En tan solo nueve días, el Congreso de los Diputados ha pasado de apoyar los Presupuestos Generales que parecían permitir a Mariano Rajoy agotar prácticamente la legislatura del PP a investir este viernes al líder del PSOE, Pedro Sánchez, como séptimo presidente del Gobierno de la democracia.
Nunca antes se ha producido un traspaso de poderes tan rápido entre dos fuerzas políticas en nuestro país. En los propios protagonistas, PP y PSOE, aún se atisba este viernes cierto desconcierto por la precipitación de los acontecimientos. Varios diputados populares abandonaban el hemiciclo entre lágrimas mientras los diputados socialistas improvisaban respuestas con incredulidad tras ser interrogados sobre sus posibilidades como ministros.
El secretario general socialista llega a La Moncloa hoy ya sin sorpresas. Sin ser diputado, sin haber ganado unas elecciones generales, pero con una mayoría más que absoluta.

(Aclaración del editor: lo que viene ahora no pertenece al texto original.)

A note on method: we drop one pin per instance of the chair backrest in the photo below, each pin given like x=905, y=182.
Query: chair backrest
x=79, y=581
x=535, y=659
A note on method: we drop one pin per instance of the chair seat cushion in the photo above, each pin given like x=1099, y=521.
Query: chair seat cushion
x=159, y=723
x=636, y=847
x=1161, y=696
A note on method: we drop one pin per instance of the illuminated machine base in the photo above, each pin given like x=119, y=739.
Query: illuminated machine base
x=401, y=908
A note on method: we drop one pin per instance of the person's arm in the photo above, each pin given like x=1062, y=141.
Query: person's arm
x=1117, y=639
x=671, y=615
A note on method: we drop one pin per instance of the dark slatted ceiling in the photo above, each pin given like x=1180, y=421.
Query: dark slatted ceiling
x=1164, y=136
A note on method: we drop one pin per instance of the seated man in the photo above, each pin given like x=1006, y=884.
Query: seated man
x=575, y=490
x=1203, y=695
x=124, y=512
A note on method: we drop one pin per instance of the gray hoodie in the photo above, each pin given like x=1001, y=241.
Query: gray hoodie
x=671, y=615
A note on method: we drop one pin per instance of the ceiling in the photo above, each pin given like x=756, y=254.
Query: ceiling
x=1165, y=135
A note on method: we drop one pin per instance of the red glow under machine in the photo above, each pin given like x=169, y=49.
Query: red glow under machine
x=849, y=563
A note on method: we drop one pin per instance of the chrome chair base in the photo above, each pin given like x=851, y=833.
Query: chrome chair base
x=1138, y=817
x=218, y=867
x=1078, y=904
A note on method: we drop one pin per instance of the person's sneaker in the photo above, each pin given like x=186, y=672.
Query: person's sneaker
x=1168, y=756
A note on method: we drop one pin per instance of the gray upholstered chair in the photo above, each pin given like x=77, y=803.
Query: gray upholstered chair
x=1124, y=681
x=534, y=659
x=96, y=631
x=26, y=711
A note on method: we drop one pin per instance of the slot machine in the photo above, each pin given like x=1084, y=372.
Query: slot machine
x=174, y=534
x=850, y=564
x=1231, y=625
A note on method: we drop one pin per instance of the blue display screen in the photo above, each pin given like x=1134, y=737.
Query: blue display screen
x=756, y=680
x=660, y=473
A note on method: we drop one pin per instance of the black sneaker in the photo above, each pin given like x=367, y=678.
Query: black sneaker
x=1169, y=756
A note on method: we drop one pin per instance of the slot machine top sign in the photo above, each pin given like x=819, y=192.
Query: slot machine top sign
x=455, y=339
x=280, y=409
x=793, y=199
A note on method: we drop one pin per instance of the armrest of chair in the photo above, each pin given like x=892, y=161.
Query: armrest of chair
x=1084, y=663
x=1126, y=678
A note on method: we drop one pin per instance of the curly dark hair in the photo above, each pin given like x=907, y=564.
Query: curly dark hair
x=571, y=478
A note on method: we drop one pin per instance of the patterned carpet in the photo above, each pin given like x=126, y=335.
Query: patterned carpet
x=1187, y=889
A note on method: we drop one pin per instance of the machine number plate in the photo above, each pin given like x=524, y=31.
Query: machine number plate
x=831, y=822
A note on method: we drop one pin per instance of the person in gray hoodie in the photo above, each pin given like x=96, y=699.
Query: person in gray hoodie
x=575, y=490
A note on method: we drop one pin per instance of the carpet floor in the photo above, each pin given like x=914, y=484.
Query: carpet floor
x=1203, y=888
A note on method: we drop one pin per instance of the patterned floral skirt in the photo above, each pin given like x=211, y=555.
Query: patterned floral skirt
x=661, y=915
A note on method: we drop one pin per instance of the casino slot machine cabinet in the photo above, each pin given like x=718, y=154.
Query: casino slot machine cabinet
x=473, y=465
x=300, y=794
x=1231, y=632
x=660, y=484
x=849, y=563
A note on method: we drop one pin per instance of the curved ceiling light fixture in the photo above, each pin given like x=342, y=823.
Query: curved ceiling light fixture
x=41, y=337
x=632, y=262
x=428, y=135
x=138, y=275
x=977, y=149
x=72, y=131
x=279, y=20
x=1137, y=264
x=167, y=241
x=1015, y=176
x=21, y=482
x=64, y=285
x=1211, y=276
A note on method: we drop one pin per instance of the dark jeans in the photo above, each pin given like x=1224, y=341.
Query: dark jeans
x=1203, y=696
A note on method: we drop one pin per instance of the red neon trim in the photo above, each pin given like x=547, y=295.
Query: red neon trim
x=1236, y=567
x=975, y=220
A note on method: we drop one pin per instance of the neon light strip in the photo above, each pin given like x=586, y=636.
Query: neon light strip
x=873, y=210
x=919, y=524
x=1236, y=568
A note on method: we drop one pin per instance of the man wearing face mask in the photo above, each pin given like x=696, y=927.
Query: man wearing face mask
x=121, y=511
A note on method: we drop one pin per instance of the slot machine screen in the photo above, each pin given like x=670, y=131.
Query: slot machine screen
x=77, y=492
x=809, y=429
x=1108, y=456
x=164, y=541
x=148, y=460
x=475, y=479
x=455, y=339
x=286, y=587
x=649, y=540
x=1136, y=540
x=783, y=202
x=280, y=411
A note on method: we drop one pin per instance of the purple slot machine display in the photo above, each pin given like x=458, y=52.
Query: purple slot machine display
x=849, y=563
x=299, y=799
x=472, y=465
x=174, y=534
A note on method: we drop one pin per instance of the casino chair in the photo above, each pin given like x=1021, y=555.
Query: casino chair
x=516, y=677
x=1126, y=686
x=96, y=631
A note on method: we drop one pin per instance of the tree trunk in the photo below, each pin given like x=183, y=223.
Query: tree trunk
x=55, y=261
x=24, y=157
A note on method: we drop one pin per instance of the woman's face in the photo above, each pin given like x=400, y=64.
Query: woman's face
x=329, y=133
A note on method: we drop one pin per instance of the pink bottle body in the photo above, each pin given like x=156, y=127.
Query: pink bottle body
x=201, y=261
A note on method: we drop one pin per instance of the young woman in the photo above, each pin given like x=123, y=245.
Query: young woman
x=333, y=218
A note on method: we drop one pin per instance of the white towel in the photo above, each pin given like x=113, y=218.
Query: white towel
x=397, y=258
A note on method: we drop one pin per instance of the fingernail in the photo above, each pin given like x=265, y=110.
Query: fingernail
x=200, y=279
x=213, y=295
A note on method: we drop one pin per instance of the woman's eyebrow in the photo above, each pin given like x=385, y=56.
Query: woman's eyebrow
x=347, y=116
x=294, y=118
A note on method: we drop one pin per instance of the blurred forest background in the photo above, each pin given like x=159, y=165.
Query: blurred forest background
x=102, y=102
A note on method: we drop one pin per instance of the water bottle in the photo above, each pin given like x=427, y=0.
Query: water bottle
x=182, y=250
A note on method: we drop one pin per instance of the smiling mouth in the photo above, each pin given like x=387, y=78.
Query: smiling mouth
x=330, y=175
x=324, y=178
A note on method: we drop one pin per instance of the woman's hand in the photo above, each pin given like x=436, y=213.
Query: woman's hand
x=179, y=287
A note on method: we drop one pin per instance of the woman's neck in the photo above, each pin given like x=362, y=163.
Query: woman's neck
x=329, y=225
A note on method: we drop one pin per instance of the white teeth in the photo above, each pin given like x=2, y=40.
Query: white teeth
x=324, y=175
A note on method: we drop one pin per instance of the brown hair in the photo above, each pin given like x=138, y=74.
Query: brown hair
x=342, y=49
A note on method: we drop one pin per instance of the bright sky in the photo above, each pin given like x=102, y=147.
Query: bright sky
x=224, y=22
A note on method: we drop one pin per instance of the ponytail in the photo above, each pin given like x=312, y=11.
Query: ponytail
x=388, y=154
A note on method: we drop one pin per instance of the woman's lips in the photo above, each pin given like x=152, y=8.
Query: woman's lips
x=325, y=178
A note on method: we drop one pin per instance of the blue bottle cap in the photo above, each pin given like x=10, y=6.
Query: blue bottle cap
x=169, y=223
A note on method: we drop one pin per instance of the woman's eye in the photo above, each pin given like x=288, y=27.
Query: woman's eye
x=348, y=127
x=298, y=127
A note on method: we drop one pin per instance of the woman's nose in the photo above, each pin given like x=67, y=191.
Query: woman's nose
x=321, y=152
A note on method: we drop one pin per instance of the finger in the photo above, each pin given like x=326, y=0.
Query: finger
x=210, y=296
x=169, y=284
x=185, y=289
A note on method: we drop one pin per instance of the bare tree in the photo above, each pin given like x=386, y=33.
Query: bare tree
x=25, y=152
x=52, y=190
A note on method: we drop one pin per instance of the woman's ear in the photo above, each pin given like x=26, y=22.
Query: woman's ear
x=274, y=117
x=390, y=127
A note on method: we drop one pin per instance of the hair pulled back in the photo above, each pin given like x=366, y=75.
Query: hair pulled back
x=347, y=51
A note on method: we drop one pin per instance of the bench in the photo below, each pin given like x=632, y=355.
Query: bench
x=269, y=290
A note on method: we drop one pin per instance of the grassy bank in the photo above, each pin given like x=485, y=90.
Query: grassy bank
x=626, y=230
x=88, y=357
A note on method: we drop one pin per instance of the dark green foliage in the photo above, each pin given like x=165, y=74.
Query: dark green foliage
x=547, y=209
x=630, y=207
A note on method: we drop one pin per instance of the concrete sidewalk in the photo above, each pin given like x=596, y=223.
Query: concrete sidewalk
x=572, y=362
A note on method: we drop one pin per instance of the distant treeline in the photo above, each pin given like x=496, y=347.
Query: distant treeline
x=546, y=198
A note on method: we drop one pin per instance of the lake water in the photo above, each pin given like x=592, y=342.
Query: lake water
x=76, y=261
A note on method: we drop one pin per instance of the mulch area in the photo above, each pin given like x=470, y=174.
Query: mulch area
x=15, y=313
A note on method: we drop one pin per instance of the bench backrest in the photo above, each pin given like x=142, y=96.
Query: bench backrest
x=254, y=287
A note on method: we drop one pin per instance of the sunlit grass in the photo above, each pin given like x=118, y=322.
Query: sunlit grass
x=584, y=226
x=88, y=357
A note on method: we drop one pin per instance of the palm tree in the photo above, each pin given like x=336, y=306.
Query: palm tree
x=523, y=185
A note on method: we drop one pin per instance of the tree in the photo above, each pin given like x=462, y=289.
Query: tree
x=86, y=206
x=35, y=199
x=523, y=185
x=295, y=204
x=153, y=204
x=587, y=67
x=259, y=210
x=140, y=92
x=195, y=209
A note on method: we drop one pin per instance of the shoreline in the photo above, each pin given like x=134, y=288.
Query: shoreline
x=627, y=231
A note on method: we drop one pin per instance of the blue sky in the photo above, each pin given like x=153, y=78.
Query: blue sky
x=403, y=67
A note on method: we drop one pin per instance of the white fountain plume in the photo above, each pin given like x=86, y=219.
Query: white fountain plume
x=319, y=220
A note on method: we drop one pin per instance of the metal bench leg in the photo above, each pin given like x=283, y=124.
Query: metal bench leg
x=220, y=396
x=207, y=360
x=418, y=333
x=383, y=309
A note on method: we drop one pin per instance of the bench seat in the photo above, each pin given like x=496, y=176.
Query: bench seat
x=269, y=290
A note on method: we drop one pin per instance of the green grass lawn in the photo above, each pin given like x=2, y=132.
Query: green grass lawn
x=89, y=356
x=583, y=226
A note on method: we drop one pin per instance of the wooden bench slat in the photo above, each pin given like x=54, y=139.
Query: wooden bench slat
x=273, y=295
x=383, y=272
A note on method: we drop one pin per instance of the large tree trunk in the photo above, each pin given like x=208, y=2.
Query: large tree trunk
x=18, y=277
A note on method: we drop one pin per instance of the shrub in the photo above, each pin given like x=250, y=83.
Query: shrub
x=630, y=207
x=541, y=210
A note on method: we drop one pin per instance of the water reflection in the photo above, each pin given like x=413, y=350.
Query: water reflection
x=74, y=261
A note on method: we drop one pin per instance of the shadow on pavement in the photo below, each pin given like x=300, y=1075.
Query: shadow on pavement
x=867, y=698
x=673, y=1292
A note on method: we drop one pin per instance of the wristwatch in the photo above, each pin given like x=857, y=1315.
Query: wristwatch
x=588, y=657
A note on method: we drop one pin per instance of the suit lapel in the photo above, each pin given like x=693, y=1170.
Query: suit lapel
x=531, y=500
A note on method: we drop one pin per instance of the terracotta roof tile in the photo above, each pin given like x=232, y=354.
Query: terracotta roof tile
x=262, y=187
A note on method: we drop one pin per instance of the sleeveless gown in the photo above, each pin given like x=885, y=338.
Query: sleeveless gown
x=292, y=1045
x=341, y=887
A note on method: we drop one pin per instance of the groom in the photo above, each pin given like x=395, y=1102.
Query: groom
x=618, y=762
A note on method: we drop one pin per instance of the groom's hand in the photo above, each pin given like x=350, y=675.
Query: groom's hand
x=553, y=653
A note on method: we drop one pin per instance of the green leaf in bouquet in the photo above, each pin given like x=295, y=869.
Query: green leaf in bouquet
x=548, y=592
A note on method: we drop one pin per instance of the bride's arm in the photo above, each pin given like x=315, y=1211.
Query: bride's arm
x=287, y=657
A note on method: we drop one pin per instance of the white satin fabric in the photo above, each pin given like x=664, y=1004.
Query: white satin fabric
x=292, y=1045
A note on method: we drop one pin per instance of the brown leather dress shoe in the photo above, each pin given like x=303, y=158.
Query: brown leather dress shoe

Un total de 180 votos a favor de la moción de censura que registró el pasado viernes el Grupo Socialista para expulsar al Gobierno del PP, tras hacerse pública un día antes la sentencia por el caso Gürtel.
Votan en contra Ciudadanos y el PP (169). Se abstiene Coalición Canaria. Le aúpan Unidos Podemos, ERC, PDECat, PNV y Bildu. Una amalgama de aliados donde se mezclan izquierda radical y grupos independentistas siendo la mayor moderación esperable la del PNV. A ojos de Sánchez «grupos parlamentarios que representan a doce millones de ciudadanos».
Las tres mociones de censura fallidas celebradas hasta ahora en la democracia demuestran que los gobiernos no caen por la presentación de este tipo de iniciativas, sino por la quiebra de las alianzas entre los grupos parlamentarios que sustentan al Ejecutivo. Una quiebra que en el caso de Rajoy, ha venido de la mano del PNV.